Excepted items: catering: secondary catering issues: single and multiple supplies

Because catering comes in a variety of forms and can be linked to a variety of events and situations, you may need to consider the problems surrounding single and multiple supplies.

A supply can consist of more than one item or component, but still be seen essentially as one overall supply. Examples of single supplies of hot food but with an incidental cold ingredient are given in section VFOOD4380. Items of packaging such as cartons or other containers, disposable items of plastic cutlery, sachets of condiments, and similar accompanying items are often seen as incidental to the main supply. They can be supplied in their own right, but when supplied in the course of catering they are usually incidental to the main supply.

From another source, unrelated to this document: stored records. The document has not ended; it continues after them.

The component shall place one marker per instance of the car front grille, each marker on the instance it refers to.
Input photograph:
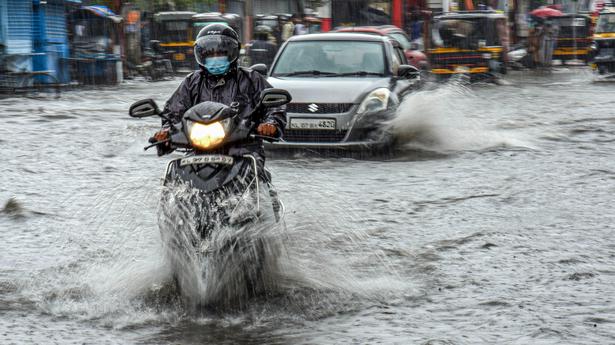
(314, 135)
(318, 108)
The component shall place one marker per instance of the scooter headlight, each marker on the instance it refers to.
(206, 137)
(377, 100)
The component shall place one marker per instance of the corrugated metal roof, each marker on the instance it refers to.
(19, 27)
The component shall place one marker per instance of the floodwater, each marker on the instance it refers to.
(493, 225)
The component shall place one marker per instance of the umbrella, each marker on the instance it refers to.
(546, 12)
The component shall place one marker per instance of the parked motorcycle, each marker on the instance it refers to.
(218, 208)
(155, 65)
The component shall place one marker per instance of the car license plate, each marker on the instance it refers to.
(462, 69)
(206, 159)
(326, 124)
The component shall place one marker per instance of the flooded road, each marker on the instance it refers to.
(494, 224)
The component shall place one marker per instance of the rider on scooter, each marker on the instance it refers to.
(221, 80)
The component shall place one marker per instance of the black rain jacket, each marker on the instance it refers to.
(238, 85)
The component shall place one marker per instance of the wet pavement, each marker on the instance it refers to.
(493, 224)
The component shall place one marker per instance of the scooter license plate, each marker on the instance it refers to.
(206, 159)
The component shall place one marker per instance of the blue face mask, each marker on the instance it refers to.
(217, 65)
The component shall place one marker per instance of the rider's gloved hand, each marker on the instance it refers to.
(267, 129)
(159, 136)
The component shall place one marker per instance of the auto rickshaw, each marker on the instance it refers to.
(233, 20)
(473, 42)
(274, 22)
(574, 37)
(175, 33)
(603, 46)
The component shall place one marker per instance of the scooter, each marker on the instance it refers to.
(218, 207)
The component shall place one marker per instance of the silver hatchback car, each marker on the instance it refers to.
(345, 87)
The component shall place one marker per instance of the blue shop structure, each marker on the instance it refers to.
(96, 42)
(34, 45)
(57, 42)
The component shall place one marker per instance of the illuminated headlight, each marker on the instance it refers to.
(206, 137)
(377, 100)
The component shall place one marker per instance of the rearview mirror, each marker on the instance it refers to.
(408, 72)
(260, 68)
(144, 108)
(274, 97)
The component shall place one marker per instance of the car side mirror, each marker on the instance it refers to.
(274, 97)
(144, 108)
(260, 68)
(408, 72)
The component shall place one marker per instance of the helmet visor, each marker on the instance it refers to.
(215, 45)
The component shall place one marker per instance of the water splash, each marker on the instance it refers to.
(221, 248)
(445, 120)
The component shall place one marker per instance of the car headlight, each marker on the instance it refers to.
(377, 100)
(206, 137)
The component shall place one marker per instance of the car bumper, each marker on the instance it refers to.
(352, 132)
(341, 146)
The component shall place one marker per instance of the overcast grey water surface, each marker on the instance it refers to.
(493, 225)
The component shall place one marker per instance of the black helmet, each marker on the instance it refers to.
(216, 40)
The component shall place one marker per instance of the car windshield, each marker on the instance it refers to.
(173, 31)
(466, 33)
(606, 23)
(402, 39)
(331, 58)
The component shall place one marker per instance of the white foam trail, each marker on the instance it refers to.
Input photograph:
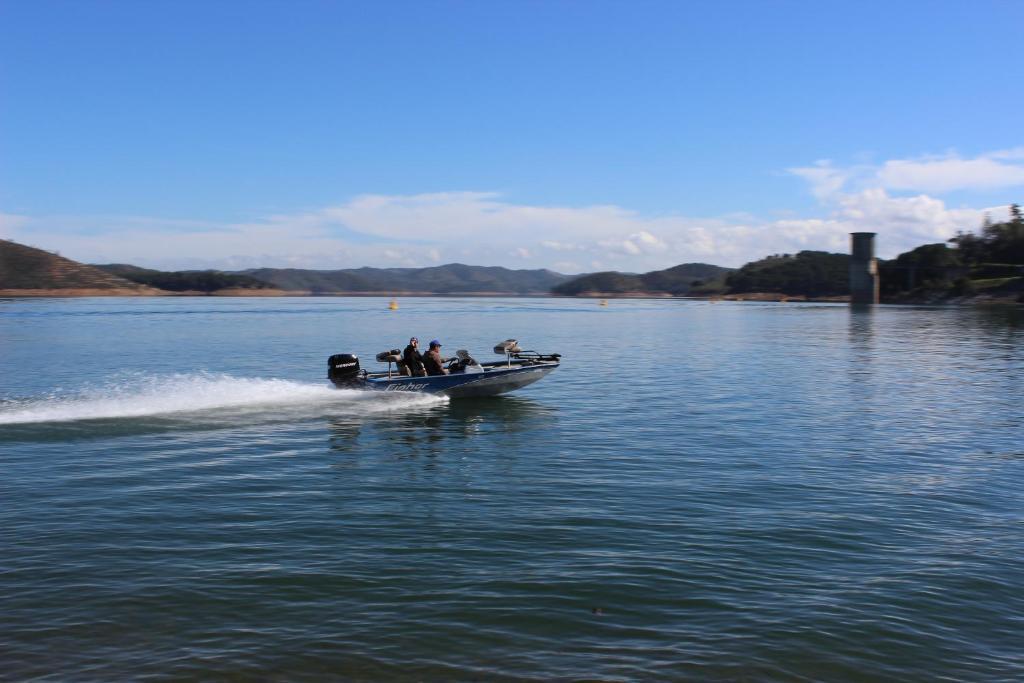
(139, 395)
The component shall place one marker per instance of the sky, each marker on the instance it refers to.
(570, 135)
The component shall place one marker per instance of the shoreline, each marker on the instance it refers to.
(762, 297)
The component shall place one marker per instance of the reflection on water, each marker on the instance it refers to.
(433, 429)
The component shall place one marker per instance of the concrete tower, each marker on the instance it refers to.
(863, 269)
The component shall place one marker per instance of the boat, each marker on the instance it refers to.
(466, 378)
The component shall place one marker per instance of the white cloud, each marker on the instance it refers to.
(484, 228)
(825, 179)
(950, 173)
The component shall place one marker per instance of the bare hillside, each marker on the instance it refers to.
(29, 271)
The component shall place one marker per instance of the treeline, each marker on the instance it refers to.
(678, 281)
(186, 281)
(998, 243)
(810, 273)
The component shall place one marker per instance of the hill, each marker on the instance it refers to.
(30, 271)
(185, 281)
(450, 279)
(677, 281)
(810, 273)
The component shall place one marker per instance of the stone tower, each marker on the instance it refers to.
(863, 269)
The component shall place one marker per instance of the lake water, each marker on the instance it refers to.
(704, 491)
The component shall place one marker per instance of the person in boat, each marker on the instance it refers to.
(433, 360)
(413, 358)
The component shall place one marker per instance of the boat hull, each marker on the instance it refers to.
(491, 382)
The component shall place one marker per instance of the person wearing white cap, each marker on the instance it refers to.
(413, 358)
(433, 360)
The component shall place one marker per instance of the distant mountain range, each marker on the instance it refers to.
(450, 279)
(677, 281)
(31, 270)
(27, 270)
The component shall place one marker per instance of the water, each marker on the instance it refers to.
(702, 492)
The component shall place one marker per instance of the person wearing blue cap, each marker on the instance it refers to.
(432, 359)
(413, 358)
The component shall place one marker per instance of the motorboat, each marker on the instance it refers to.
(466, 377)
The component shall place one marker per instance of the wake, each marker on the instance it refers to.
(201, 395)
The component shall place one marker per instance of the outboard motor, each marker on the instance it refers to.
(343, 369)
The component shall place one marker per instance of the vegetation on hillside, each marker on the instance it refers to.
(677, 281)
(449, 279)
(811, 273)
(185, 281)
(988, 262)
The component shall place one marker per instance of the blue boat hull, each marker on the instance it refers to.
(489, 382)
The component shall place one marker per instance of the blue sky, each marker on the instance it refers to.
(570, 135)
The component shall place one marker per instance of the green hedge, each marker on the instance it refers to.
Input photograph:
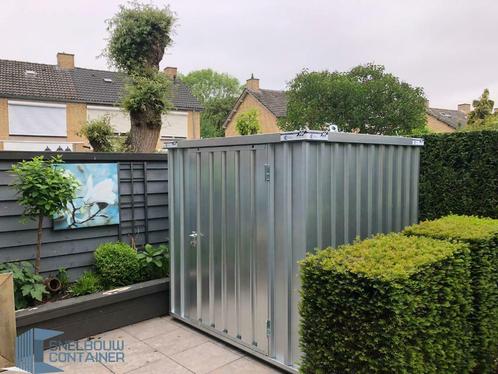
(481, 234)
(390, 304)
(117, 264)
(459, 175)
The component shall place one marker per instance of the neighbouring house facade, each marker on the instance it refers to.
(447, 120)
(270, 105)
(44, 106)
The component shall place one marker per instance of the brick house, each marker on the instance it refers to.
(272, 105)
(44, 105)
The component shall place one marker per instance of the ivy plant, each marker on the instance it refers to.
(43, 191)
(99, 133)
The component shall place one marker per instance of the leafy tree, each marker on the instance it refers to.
(483, 107)
(218, 93)
(139, 35)
(99, 133)
(247, 123)
(44, 191)
(366, 99)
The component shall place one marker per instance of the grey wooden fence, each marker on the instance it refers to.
(143, 200)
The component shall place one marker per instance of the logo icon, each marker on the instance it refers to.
(29, 351)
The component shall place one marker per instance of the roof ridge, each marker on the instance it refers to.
(453, 110)
(100, 70)
(27, 62)
(268, 89)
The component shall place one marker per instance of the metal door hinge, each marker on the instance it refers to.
(267, 172)
(268, 327)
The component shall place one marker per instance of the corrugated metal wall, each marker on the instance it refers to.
(327, 194)
(258, 208)
(144, 213)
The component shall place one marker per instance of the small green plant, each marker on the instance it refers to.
(154, 261)
(117, 264)
(63, 278)
(44, 191)
(87, 284)
(247, 123)
(100, 134)
(28, 286)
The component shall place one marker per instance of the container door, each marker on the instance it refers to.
(226, 267)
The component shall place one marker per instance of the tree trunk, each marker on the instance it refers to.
(145, 131)
(38, 245)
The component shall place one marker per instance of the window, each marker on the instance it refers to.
(37, 119)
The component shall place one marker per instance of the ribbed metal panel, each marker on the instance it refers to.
(257, 209)
(25, 351)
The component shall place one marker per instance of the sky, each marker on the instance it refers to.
(448, 47)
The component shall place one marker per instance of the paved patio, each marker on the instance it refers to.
(163, 345)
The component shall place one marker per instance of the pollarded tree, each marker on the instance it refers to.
(139, 35)
(44, 190)
(483, 107)
(365, 99)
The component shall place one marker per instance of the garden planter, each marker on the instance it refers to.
(88, 315)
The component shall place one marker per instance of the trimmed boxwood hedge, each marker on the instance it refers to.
(459, 175)
(390, 304)
(481, 234)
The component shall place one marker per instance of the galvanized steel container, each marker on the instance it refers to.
(245, 210)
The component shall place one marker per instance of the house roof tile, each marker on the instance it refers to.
(97, 87)
(274, 100)
(453, 118)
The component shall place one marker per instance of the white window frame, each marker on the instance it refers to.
(41, 130)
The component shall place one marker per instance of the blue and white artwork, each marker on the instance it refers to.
(96, 202)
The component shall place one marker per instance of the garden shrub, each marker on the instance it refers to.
(117, 264)
(459, 174)
(87, 284)
(28, 286)
(389, 304)
(154, 261)
(481, 234)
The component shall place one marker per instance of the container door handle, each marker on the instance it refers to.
(193, 238)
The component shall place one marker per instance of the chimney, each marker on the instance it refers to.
(253, 83)
(170, 72)
(464, 108)
(65, 61)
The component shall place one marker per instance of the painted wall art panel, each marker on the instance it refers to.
(97, 200)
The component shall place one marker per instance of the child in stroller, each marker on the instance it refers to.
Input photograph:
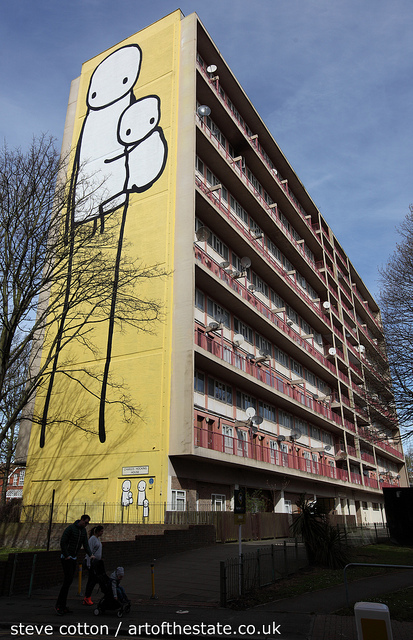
(114, 596)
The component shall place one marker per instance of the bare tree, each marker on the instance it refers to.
(396, 299)
(57, 287)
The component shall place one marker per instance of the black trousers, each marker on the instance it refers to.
(91, 582)
(69, 568)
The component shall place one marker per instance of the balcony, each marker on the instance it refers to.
(259, 306)
(258, 149)
(225, 352)
(254, 449)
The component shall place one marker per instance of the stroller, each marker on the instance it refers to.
(107, 601)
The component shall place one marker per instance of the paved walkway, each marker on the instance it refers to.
(187, 589)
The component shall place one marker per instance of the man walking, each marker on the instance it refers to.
(73, 538)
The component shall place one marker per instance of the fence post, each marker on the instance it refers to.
(285, 559)
(259, 567)
(32, 576)
(272, 563)
(49, 529)
(13, 575)
(223, 583)
(241, 574)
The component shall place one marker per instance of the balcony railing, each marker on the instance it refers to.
(226, 353)
(241, 125)
(223, 207)
(244, 292)
(254, 449)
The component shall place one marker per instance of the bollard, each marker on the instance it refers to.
(153, 596)
(372, 621)
(79, 581)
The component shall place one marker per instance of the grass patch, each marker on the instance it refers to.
(5, 551)
(316, 578)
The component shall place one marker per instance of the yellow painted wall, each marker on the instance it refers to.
(77, 465)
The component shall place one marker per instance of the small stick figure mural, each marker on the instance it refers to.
(127, 495)
(123, 148)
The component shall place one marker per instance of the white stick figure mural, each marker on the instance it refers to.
(127, 495)
(123, 149)
(141, 492)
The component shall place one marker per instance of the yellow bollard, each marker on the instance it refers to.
(372, 621)
(153, 596)
(79, 581)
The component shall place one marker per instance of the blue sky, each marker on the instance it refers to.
(332, 80)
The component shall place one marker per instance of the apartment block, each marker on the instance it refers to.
(269, 370)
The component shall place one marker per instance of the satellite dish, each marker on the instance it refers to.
(202, 234)
(204, 110)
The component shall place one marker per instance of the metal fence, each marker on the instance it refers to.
(243, 574)
(365, 534)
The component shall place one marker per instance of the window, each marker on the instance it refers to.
(217, 502)
(240, 327)
(259, 284)
(242, 442)
(244, 401)
(267, 411)
(218, 246)
(286, 419)
(216, 311)
(274, 452)
(227, 433)
(262, 344)
(199, 382)
(199, 299)
(220, 391)
(281, 357)
(238, 210)
(178, 500)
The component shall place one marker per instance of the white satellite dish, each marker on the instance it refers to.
(204, 110)
(238, 339)
(202, 234)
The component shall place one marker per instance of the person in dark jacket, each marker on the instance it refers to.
(74, 537)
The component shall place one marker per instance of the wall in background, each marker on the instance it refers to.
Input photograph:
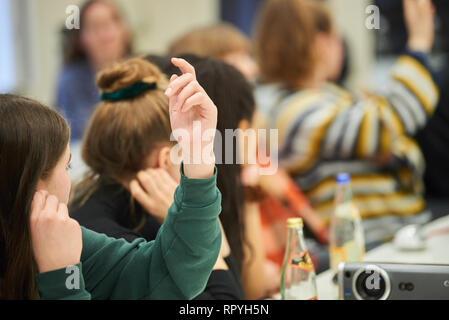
(155, 24)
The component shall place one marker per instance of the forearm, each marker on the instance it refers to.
(63, 284)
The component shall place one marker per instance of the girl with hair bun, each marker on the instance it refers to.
(45, 254)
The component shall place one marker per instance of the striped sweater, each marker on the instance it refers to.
(328, 130)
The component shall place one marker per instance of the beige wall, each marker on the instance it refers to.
(155, 24)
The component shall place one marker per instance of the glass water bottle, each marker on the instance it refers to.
(298, 279)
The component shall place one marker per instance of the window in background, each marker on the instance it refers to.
(7, 62)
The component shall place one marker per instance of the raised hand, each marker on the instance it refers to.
(189, 106)
(56, 238)
(419, 19)
(154, 190)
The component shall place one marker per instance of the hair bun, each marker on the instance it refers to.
(123, 74)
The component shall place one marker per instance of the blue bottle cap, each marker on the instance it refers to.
(343, 178)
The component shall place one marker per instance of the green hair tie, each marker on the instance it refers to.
(129, 92)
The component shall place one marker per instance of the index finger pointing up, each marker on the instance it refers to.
(183, 65)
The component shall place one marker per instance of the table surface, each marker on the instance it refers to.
(436, 252)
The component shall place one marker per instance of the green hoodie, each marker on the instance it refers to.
(176, 265)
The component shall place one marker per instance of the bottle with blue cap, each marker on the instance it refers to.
(346, 238)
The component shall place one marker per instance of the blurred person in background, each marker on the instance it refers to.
(325, 130)
(102, 39)
(222, 42)
(130, 187)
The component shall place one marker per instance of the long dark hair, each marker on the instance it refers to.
(233, 96)
(73, 51)
(32, 139)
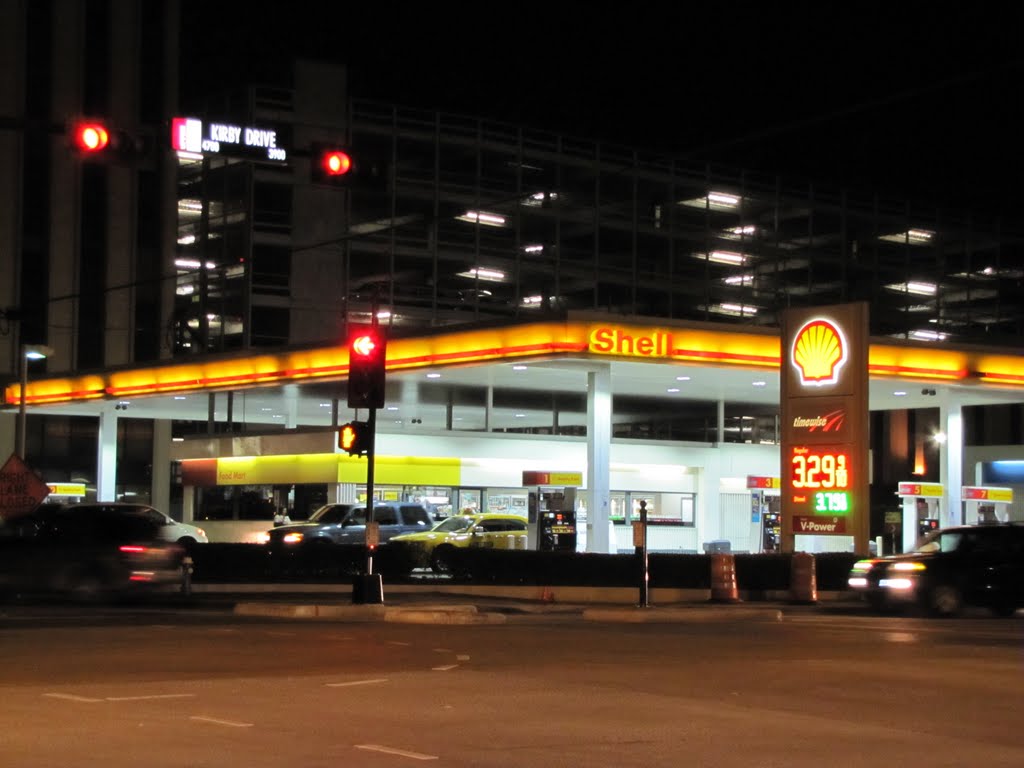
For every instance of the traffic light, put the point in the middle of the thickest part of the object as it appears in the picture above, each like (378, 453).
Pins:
(331, 165)
(367, 352)
(354, 437)
(89, 136)
(96, 140)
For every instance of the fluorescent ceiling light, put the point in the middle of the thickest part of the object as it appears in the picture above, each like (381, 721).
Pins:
(919, 288)
(492, 275)
(735, 310)
(716, 201)
(913, 237)
(929, 335)
(723, 257)
(738, 280)
(482, 217)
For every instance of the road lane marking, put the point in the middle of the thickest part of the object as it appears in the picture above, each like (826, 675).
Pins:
(143, 698)
(218, 721)
(398, 753)
(356, 682)
(73, 697)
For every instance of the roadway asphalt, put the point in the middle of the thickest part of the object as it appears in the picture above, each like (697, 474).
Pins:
(495, 605)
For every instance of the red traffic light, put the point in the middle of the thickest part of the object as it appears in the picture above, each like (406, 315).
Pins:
(335, 163)
(364, 346)
(367, 361)
(90, 136)
(354, 437)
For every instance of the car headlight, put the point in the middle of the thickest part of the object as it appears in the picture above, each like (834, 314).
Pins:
(908, 566)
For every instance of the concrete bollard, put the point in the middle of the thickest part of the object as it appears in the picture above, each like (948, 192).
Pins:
(803, 579)
(186, 570)
(723, 579)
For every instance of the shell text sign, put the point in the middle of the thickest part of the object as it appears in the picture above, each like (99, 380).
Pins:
(819, 350)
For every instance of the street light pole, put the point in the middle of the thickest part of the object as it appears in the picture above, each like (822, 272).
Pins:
(33, 352)
(20, 404)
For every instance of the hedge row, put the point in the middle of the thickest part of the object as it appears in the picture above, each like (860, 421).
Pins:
(248, 562)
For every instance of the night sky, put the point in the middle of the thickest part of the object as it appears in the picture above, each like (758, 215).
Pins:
(908, 99)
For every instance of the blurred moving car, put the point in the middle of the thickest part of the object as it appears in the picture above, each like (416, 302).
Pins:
(346, 523)
(950, 568)
(491, 529)
(169, 528)
(111, 552)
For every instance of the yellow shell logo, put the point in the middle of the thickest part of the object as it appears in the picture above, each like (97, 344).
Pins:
(818, 352)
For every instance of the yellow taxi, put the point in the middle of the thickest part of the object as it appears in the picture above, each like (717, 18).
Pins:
(489, 529)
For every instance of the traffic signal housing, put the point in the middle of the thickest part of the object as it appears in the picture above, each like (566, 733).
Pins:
(89, 136)
(95, 139)
(354, 437)
(332, 165)
(367, 356)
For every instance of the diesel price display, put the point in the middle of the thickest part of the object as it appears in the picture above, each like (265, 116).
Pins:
(819, 478)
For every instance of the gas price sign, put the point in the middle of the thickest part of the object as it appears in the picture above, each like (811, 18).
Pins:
(819, 481)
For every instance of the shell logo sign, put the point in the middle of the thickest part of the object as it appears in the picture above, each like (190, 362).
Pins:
(819, 350)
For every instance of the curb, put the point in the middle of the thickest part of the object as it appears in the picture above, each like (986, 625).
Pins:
(379, 612)
(696, 613)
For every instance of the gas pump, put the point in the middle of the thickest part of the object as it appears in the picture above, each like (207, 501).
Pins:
(552, 517)
(766, 511)
(921, 510)
(986, 505)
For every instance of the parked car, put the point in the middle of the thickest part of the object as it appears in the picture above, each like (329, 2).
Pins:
(111, 552)
(433, 548)
(169, 529)
(346, 523)
(950, 568)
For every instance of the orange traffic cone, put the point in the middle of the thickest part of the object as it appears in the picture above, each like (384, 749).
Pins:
(723, 579)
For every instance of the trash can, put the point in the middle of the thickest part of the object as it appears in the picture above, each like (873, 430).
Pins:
(717, 547)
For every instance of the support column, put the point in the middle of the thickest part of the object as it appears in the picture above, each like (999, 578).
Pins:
(951, 462)
(107, 458)
(599, 460)
(160, 492)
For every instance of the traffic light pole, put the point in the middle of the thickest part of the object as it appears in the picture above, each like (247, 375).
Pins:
(371, 455)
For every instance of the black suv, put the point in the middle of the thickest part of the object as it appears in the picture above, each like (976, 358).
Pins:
(57, 551)
(950, 568)
(346, 523)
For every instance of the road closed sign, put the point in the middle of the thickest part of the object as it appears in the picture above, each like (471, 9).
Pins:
(20, 488)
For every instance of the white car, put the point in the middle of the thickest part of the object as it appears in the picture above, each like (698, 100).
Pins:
(170, 529)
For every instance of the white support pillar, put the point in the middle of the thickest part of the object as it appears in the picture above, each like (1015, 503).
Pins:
(599, 460)
(107, 458)
(291, 395)
(160, 492)
(951, 462)
(720, 431)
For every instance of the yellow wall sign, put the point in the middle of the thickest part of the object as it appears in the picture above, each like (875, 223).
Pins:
(67, 488)
(921, 489)
(564, 479)
(983, 494)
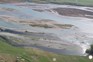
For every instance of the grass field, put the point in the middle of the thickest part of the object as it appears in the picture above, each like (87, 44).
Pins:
(10, 53)
(81, 2)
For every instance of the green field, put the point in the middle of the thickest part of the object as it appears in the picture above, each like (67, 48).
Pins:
(10, 53)
(81, 2)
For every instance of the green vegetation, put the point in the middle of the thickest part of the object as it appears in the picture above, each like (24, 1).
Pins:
(10, 53)
(90, 51)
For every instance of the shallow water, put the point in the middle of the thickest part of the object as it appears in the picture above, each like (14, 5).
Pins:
(84, 26)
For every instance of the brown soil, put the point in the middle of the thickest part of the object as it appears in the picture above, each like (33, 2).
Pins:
(74, 12)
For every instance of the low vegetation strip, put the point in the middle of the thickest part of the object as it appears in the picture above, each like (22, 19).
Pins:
(18, 54)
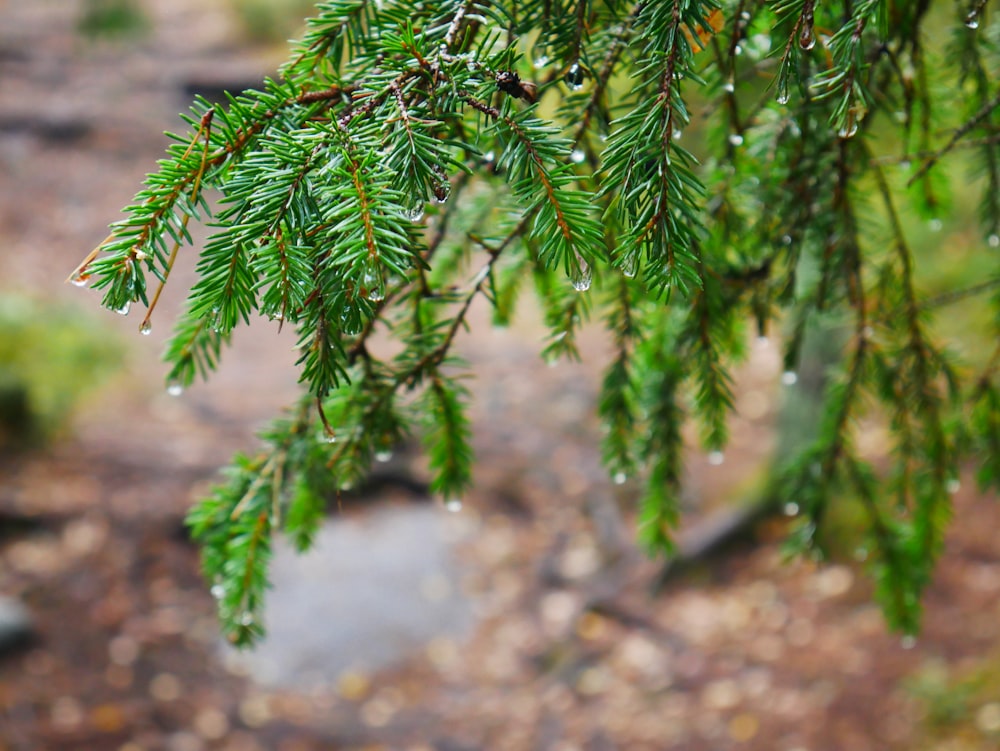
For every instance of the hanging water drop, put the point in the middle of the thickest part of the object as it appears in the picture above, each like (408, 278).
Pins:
(414, 213)
(574, 77)
(849, 128)
(583, 276)
(371, 278)
(630, 265)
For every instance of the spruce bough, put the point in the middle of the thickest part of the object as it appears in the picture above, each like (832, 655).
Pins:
(688, 171)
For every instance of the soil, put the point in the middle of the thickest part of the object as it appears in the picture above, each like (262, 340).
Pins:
(570, 649)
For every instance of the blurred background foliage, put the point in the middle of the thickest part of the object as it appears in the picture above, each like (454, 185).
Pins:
(51, 358)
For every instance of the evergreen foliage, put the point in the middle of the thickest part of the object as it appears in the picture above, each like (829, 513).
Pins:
(692, 171)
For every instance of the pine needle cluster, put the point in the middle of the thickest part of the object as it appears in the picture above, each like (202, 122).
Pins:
(689, 171)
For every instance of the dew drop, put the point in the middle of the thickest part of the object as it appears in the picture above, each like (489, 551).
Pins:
(415, 213)
(574, 77)
(583, 277)
(629, 266)
(849, 129)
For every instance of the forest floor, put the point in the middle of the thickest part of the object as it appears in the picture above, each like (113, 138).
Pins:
(567, 648)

You may also need to consider whether a supply of catering is itself integral or incidental to another supply. The most important case in this area is British Airways [1990] STC 643. The Court of Appeal held that in-flight catering supplied to airline passengers was integral to the overall supply of zero-rated passenger transport.

Nevertheless, there are situations where a transaction consists of a number of components, each of which is a separate supply with its own VAT liability, even if they are paid for together. These are often currently referred to by the trade as meal deals. Examples of take-away food which would attract VAT at different rates are:

  • a hamburger and a milk shake; or
  • a sandwich, an item of confectionery and a drink; or
  • a baked potato or hamburger with separately packaged coleslaw or salad; or
  • any meal consisting of hot and cold items supplied in separate containers.

You should also closely examine situations where a trader claims that catering is incidental to a zero-rated or exempt supply, or tries to extend the British Airways ruling. For example, a river cruise during which a meal is served is a multiple supply of zero-rated transport and standard–rated catering. The meal is not integral or incidental to the supply of passenger transport.

Fuller details of the criteria to apply are set out in VATSC, Supply and consideration.